OHH and i like my group. hahha every fun lor. we are the Js. hahah cos our group got a lot of pple with names starting with J and JESUS. hahha i love the 'longest' game. HAHAH my hair which is usually of not much good use since it's so DRY, was actually of some use today. HAHAHH cos of the length. *look like a crazy idiot pull hair from both sides of head* hahah but FUN FUN FUN.



ohh the loudhailers have a tradition.

TO ATTACK SHAUN WITH OUR VOICE THE MOMENT WE ARE GATHERED AND SEE HIM.

i added law in to. HAHHA ohh and shaun has his own 'shield' hahha his *CLURCK* thing. lousy lah compared to our voices :)



OHHHH guess what. SAMSON can be nice too. hahha he actually bought me a can of drink when i was busy whining to get others to give me some of their drink/ treat me to one. hahah i didn't ask him lor.

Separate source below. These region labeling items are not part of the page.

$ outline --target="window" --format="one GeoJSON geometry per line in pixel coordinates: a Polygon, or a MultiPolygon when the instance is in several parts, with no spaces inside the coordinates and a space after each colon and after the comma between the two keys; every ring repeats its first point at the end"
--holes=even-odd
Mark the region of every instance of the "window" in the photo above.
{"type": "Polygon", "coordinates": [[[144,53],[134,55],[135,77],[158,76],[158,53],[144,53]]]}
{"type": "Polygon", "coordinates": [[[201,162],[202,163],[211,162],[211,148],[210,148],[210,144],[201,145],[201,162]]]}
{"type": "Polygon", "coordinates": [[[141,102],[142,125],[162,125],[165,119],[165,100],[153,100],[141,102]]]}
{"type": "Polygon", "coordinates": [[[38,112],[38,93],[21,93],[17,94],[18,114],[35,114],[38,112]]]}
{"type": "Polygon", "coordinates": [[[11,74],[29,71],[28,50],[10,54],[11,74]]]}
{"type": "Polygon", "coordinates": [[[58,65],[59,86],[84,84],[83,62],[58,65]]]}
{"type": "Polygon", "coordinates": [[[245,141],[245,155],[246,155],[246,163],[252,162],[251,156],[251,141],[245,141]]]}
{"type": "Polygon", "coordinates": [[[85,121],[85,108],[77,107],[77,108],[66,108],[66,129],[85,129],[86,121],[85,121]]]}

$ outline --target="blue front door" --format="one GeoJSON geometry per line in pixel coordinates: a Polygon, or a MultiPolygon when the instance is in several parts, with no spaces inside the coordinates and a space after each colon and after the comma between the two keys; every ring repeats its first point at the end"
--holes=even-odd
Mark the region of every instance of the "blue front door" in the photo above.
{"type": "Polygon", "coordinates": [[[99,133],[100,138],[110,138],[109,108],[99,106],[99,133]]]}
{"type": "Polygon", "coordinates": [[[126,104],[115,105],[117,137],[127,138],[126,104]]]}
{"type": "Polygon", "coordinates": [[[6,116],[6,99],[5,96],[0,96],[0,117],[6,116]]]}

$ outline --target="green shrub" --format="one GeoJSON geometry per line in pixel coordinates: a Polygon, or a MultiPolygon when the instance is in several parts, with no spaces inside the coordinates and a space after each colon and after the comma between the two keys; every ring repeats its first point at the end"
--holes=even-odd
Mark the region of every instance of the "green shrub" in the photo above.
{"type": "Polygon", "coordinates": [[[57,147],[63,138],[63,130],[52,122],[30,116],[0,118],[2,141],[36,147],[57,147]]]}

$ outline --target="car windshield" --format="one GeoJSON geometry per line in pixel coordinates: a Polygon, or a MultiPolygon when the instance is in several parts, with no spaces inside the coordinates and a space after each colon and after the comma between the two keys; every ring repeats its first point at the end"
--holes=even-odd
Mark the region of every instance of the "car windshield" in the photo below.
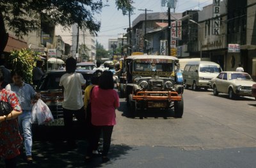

got this very sweet video that one lecturer showed during lecture. DAMN CUTE LOR

Saturday, July 19, 2008

hahah im such a smart girl i think


HAHAHHAHA i know alot of you are like NOOOOO



anyway.. this is my busy week man.. this calander excludes meal times and the time i need to study for my upcoming class test and travelling time :(





i hope you can actually see it. NICOLE, MINYI, ZHI WEI, SARAH!!! here's your schedule. HAHHA tried sending but it failed pathetically. hahah. OHH the most impt part.

and


WHOOOO hahah i still think im so smart.. hahha CONNECT ECHO IS TMR. how exciting. CANT WAIT TO SEE EVERYONEEE :)

Wednesday, July 16, 2008

updates

this week has been relatively good.

GOD works in wonderful ways. ways that you can never imagine.
i can never keep track on the projects i have to do and all the datelines. on friday night however, as random as it can get, i suddenly remembered that i have RHT project due today. but at that point of time i was damn sleepy so i just thought 'damn. i'll just go to sentosa after the lunch meeting with sec friends.' and i just fell asleep. the next morning, i PULLED myself out of bed and called my other grp mates to remind them about the project and told them that i was going to senota at 4. then.. when it came to telling nicole, she was like mad at me.

then came a BIGG arguement.

when we were on the way to sentosa we didnt't talk at all. but when we slipt ways to start on our surveys, both of us paired up and we HAD to talk. haahha but everything turned out fine after we talked.

SENTOSA IS DAMN NICE LAH. i havent been there for such a long time.. I WANNA GO BACK THERE TO PLAY.
ohhh im quite happy. i saw my grade for intHT project. the one on NYNY and i got B+ :) im a happy girl. at least it wasnt the worst i had imagine.
and comm skills project is done.. we managed to fix our F&B and now just macroecons. YAY. OHHHHH still got RHT and F&B test.. so much but i finally feel what it's like to have GOD in control. it's just good.

Friday, July 11, 2008

TENNIS IN TP

GUESS WHO'S HERE BESIDE ME IN TP?

NICOLE CHOW. imagine her in tp lah.. hahha so rare right. but she didnt come for me lah obviously. hahah she came for TENNIS. and now she's ignoring me for tennis even though im like staying FOR HER. IM SO NICE CAN.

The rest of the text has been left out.